Washington: President Donald Trump and Prime Minister Theresa May spoke for the first time since a row over his retweets of a British extremist group, addressing vexing questions about Brexit and Middle East peace on Tuesday.
The call came nearly a month after the two clashed over Trump's tweets of "Britain First" anti-Muslim propaganda and hours after London took the unusual step of voting against Washington at the United Nations.
Britain was among 14 UN Security Council members who backed a resolution condemning Trump's decision to unilaterally recognise occupied Jerusalem as Israel's capital, leaving the United States alone to veto.
"They discussed the different positions we took on the recognition of occupied Jerusalem as the Israeli capital, and agreed on the importance of the US bringing forward new proposals for peace and the international community supporting these efforts," a Downing Street spokesman said.
"The President and Prime Minister discussed next steps in forging peace in the Middle East," the White House said.
There was no mention of the Twitter feud from either side, a row that has put Trump's state visit to the United Kingdom in further jeopardy.
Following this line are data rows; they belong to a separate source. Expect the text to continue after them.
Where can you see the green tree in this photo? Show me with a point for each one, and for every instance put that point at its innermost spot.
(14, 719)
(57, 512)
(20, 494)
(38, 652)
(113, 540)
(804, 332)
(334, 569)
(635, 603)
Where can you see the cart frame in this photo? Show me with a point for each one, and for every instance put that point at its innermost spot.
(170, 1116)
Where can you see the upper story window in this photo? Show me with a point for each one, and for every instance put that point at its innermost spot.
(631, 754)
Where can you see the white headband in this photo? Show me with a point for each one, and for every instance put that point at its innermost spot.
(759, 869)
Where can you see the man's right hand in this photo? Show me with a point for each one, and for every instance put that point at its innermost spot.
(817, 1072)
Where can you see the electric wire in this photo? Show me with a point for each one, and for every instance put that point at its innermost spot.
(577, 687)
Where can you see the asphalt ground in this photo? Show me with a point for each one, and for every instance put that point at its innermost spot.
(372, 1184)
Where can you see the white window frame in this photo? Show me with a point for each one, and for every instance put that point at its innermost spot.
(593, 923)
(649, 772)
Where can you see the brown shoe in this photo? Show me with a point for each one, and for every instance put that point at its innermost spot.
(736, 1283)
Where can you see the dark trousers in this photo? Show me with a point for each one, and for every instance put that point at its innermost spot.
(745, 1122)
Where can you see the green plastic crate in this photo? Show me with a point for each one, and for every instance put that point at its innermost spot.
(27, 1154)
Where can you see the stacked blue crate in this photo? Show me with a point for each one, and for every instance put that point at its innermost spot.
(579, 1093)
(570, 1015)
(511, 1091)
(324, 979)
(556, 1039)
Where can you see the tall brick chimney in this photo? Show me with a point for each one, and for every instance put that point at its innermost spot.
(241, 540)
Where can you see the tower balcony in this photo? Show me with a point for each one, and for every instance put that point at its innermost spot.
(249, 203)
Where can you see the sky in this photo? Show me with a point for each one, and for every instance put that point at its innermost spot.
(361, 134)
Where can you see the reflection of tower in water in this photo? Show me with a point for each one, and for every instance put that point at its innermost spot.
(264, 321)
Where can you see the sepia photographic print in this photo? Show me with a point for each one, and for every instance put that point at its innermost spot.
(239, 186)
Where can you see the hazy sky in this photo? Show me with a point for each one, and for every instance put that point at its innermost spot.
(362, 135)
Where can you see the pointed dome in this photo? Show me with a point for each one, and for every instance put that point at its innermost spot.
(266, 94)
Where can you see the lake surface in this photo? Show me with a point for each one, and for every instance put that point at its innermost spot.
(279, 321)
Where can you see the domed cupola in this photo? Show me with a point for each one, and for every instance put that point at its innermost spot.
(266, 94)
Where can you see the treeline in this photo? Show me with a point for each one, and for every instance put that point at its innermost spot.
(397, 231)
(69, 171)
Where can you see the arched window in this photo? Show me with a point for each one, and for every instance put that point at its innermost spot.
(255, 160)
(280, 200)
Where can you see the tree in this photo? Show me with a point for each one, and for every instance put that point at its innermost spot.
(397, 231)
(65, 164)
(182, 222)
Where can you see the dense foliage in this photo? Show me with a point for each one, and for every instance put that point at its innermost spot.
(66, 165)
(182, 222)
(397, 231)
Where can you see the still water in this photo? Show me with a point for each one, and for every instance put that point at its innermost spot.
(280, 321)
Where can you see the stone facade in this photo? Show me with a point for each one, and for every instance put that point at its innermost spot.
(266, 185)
"The two leaders exchanged holiday greetings and warm wishes for Christmas and the New Year," the White House said.
They also discussed Britain’s negotiations to withdraw from the European Union, with the British side claiming that they "agreed on the importance of a swift post-Brexit bilateral trade deal."
There was no mention of such an agreement in Washington's account of the call, although Trump has made similar pledges in the past.
"The prime minister updated the president on the recent good progress of the Brexit negotiations, and the president set out the progress he had made on his economic agenda," the Downing Street spokesman said.
"President Trump congratulated the Prime Minister on the decision by European Union leaders to move to the second phase of the Brexit negotiations," according to Washington.
Earlier Tuesday, May chaired the first detailed cabinet discussion on Britain's future trade ties, after European Union leaders last week approved an interim agreement on the terms of their separation, and agreed to move talks on to trade next year.
London wants to secure "the best possible trading terms with the EU" that enable Britain "to set rules that are right for our situation and facilitates ambitious third-country trade deals," Downing Street said after the meeting.
May and Trump also talked about Yemen, with May "highlighting our ongoing deep concerns at the humanitarian situation," according to Downing Street.
"They agreed on the vital importance of reopening humanitarian and commercial access to prevent famine and alleviate the suffering of innocent Yemenis," the spokesman said.